E' sparito... forse è meglio così!!!![]()
Cerco una Bonnie anteriore al 2008 già kittata cafè racers, scambio con HD Forty Eight del 2011.








Premetto che io la Enfield la posseggo, anzi ne ho avute due.
Nessuna ha mai lontanamente raggiunto i circa 130 KM/H che dici di aver tenuto addirittura per oltre 100 km. (e senza guasti....assolutamente impossibile).
Secondo me hai scritto il post sotto l'effetto di alcool o allucinogeni.
Spero che - passato l'effetto - tu sia ritornato in possesso delle tue facolta' e possa riprendere a dialogare con gli altri in modo normale.
proprio ora che cominciavo a divertirmi.....
Ti prego torna!!!!!!!!!!!!!!!!
facci divertire
è così raro trovare qualcuno con la tua fantasia e la tua dialettica
T o r n a
qualunque tipo di TROLLey tu sia.....
Vita brevis, ars longa, occasio praeceps, experimentum periculosum, iudicium difficile

bè..signori..premettendo che, indipendentemente da gusti, sono sicuro che prima o poi una Bullet me la prenderò, cosciente del'oggetto che avrò in mano..posso dire solo questo.
Si tratta di moto che raggiungono al massimo i 115 km/h reali, ma che sono fatte per girare attorno agli 80-90 km/h per non essere tirate.............è vero..perdono olio...alcune poi hanno problemi fra i più inimmaginabilii (impianto frenante, sbullonamenti vari, fili della frizione che si spezzano, ecc...)
ma si tratta, dall'altra parte...di moto che amo definire "Della generazione del cacciavite"...nel senso che, con una discreta cognizione meccanica, le si può aggiustare in garage, magari ridendo e scherzando con qualche amico bevendosi una birra, come una volta!!!!
La enfield non può essere l'unica moto, deve essere una seconda moto, oppure una moto per una persona che gira poco e che non ha ambizioni turistiche a lungo-medio raggio.
Son belle, semplici, come una volta, con tutti i prò e i contro.....ma è per questo che le amo!!!!!!!




Ma perchè andarsi a cercare la copia indiana di una moto inglese degli anni cinquanta, tra l'altro non proprio una delle più riuscite?
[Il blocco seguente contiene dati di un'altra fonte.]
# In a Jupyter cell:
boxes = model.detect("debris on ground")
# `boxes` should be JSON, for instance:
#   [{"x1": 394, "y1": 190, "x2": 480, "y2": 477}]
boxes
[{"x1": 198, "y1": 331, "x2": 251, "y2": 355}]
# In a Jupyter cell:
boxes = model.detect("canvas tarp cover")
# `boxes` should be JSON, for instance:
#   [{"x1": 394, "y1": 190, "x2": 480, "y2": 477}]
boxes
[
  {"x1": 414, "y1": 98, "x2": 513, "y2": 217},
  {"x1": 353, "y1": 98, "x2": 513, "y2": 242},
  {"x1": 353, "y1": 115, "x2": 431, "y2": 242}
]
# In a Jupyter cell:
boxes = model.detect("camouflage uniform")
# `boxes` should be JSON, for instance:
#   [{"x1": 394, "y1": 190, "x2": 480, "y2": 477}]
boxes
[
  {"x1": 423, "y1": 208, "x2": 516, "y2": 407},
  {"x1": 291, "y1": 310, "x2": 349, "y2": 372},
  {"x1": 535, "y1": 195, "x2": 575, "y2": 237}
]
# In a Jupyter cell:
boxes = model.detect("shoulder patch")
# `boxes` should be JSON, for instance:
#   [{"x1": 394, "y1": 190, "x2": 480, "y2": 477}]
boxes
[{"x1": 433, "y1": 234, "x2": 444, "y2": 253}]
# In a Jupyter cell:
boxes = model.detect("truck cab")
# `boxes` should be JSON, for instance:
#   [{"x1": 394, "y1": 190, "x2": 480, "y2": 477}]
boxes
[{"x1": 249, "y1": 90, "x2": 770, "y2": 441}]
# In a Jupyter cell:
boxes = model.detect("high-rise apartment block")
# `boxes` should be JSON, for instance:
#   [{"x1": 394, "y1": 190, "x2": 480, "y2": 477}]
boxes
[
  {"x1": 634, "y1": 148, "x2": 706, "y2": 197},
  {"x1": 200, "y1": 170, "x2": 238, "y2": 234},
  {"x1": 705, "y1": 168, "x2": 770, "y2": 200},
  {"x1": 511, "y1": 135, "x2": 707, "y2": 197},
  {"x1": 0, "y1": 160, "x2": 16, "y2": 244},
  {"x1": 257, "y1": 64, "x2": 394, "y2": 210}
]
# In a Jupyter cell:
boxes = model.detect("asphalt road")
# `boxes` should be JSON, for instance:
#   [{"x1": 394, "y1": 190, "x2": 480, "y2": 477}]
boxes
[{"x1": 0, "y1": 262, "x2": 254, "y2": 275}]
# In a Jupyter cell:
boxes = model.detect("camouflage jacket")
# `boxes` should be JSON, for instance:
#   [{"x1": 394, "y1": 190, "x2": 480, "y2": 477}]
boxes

Agli storici problemi di affidabilità delle inglesi d'epoca (ed in generale di tutte le moto il cui progetto risale a cinquant'anni fa) si somma una qualità costruttiva non all'altezza dell'originale, con i risultati descritti qui e altrove da chi le possiede o le ha possedute.
Capisco in pieno il fascino dell'oggetto retrò e capisco che si possa ovviare, magari anche divertendosi, a tutti i problemini vari, ma a questo punto io con qualche soldino in più mi cercherei una bella inglese originale d'epoca oppure una anche una italiana, Guzzi e Gilera in primis.
Sia ben chiaro, mia personale e discutibile opinione, per carità non se ne abbiano a male i possessori/amatori delle Royal Enfield.